Dataset Preparation
Dataset Format Specification
GLiClass models require training data in a structured JSON format as shown below:
[
{
"text": "Basketball players need excellent coordination and quick reflexes.",
"all_labels":
[
"sports",
"science",
"business"
],
"true_labels":
[
"sports"
]
},
...
]
note
It is also possible to specify confidence scores explicitly:
[
{
"text": "Basketball players need excellent coordination and quick reflexes.",
"all_labels":
[
"sports",
"science",
"business"
],
"true_labels":
{
"sports": 0.9
}
},
...
]
Quickstart
You can easily transform any oficial Knowledgator's GLiClass datasets to requiered format using following script:
import json
from datasets import load_dataset
def kg_dataset_to_json(dataset_name, split='train', output_path=None):
output_path = output_path or f"{dataset_name.split('/')[-1]}.json"

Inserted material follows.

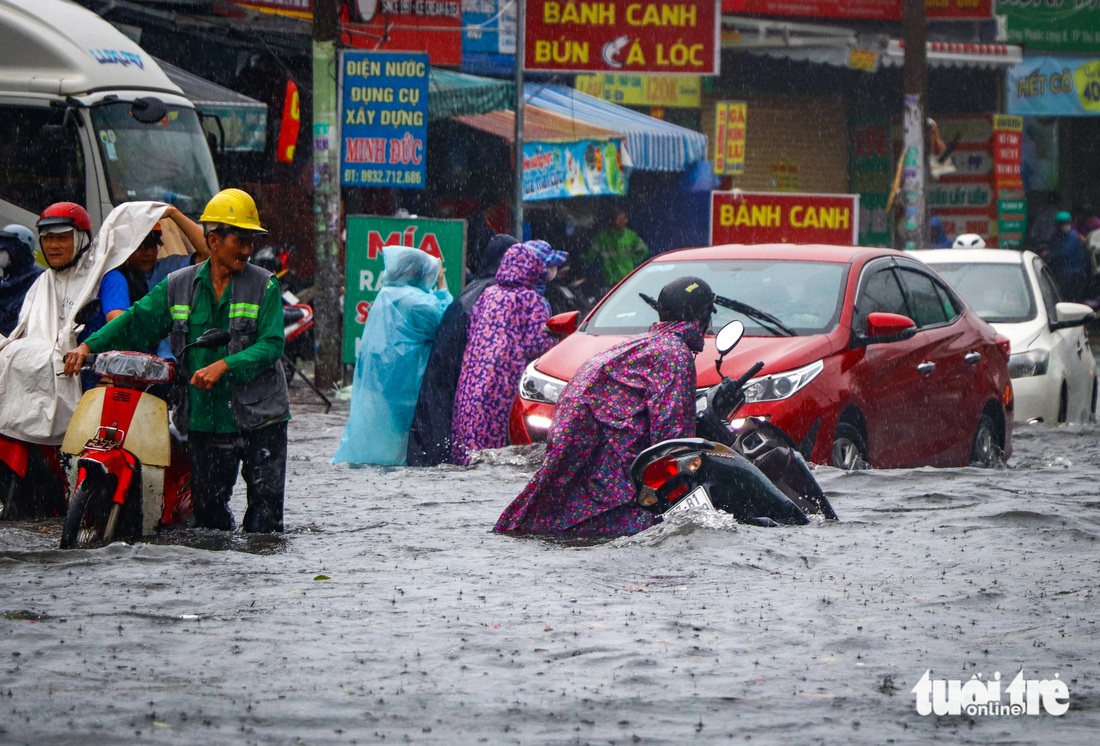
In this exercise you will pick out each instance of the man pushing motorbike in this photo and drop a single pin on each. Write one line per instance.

dataset = load_dataset(dataset_name, split=split)
data_list = []
for item in dataset:
data_list.append({
"text": item["text"],
"all_labels": item["all_labels"],
"true_labels": item["true_labels"]
})
with open(output_path, 'w', encoding='utf-8') as file:
json.dump(data_list, file, ensure_ascii=False, indent=2)
print(f"Data saved to {output_path}")
kg_dataset_to_json("knowledgator/gliclass-v2.0", split="train")